Based on data from the first six months of the program, the state has saved more than 10 percent in Medicaid fee-for-service emergency care costs. That savings is projected to grow to $31 million for the fiscal year.
"This shows that medical providers can work together to improve patient care and save money," Andy Sama, president of the American College of Emergency Physicians, said, according to an announcement. Sama called the program "a model for the nation."
Achievements in the "ER is for Emergencies" program, according to the report, include:
- A 250-percent increase in the number of providers registered in the state's Prescription Monitoring Program, which is designed to identify patients shopping for narcotics. The program's best practices called for 90 percent enrollment of emergency department prescribers by December 2012.
- An increase in the number of hospitals exchanging ED information electronically from 17 to 85, with 10 more in the process of implementing the exchange system.
The HCA also made available monthly feedback reports with prescriber-specific data including the number of pills prescribed.
"Patients have fewer emergencies when a primary care physician is implementing a cohesive care plan for them," Stephen Anderson, immediate past president of the Washington state chapter of the American College of Emergency Physicians, said. "Prescription drug abuse is decreased.
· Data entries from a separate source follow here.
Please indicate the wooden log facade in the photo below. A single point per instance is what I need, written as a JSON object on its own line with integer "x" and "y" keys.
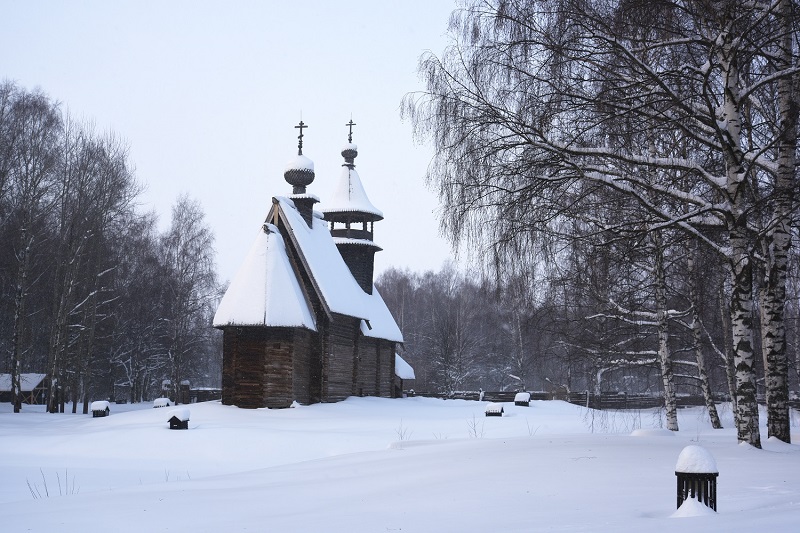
{"x": 273, "y": 367}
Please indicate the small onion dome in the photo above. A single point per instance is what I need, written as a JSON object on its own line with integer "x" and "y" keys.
{"x": 349, "y": 152}
{"x": 299, "y": 173}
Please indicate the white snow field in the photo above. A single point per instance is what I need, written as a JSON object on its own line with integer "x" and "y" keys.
{"x": 377, "y": 465}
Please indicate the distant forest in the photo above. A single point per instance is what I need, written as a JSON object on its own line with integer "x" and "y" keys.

Hospitals can compare performances with their peers, identify and share best practices, and help patients receive care in the most appropriate and cost-effective setting."
Though the authority plans to submit another report at the end of 12 months, its recommendations include ongoing promotion of electronic client care plans among providers.
At least 41 states have enacted legislation to create prescription-tracking databases, and New York's I-STOP (Internet System for Tracking Over-Prescribing) legislation has gained a lot of attention as a means to curb prescription trafficking. California's budget woes, however, have had officials there complaining that they lack the resources to use its database effectively.
Meanwhile, a new FierceHealthcare special report on improving ED flow points to the Washington state effort as an example of using metrics to improve care and save money.